I Must Confess
…that most of the things that make me want to give up are my own fault. I purchased this Grand Design “Imagine” travel trailer in mid-March. In May I forgot to tip one end of the awning and a heavy downpour of rain while I was at the vet with my cat, broke my awning. I returned home to find it hanging down and I was terrified. Was this already the end of my RV life? I have no photo of the damage, because I was so mad at myself that I didn’t think of taking a picture. The good news is that I was with several friends and one of them was able to replace the motor, unbend some bends, and all was well.

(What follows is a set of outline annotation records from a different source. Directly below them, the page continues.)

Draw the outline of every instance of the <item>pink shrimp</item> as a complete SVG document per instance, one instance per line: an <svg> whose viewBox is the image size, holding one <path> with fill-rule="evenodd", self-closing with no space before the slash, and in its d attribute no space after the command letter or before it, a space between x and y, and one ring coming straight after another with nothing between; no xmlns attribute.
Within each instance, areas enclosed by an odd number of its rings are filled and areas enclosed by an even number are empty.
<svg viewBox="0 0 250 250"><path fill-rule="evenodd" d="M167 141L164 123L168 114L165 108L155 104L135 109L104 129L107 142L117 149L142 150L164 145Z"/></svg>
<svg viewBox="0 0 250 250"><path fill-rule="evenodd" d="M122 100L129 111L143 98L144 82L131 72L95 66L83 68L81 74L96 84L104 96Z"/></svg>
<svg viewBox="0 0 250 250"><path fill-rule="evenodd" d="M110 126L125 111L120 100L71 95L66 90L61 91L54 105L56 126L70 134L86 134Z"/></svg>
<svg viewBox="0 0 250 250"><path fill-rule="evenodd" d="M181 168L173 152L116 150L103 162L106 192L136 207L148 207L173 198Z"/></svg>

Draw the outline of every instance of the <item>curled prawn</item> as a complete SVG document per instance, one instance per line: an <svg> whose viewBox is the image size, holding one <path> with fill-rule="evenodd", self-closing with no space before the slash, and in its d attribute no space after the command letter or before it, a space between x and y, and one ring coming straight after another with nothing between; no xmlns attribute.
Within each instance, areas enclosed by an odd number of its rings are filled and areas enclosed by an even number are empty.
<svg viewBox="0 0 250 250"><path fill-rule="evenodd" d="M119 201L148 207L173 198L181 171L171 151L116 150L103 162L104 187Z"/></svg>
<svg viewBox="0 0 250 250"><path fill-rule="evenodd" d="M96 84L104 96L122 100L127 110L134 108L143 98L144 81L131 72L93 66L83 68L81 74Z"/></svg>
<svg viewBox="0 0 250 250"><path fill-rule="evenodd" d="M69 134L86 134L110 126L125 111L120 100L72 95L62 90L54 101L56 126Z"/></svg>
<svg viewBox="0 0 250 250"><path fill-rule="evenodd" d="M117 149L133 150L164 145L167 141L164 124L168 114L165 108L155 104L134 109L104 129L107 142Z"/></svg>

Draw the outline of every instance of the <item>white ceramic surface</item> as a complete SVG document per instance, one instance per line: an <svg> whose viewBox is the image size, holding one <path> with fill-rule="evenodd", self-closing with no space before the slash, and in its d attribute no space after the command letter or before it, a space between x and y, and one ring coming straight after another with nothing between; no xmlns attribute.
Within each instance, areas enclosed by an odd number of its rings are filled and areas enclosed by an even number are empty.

Just last weekend I returned from a trip to Ohio. I’m currently staying in a campground in Pennsylvania because I have a summer job at the Yogi Bear’s Jellystone Park here. It was a long drive and, to my relief, I arrived 20 minutes before dark. My campsite here is very difficult to get into. The roadway in front of my site is only wide enough for one car and the RV across from me is also here for the summer and has four vehicles. I attempted to back into the site myself. No luck there. I walked around and spotted someone outside and asked for assistance spotting. Even with help, I still couldn’t get into my site. No room to swing due to the vehicles opposite me. The owner of the vehicles arrived and was able to move the biggest one. Also a man who is a professional truck driver arrived and he volunteered to back in my RV. By this time it was fully dark and I was exhausted after ten hours on the road. I’d have broken the drive into two days, but I’d told the other RVers I know here that I’d be back around eight o’clock Saturday. I knew I’d need help with “spotting” as I backed in.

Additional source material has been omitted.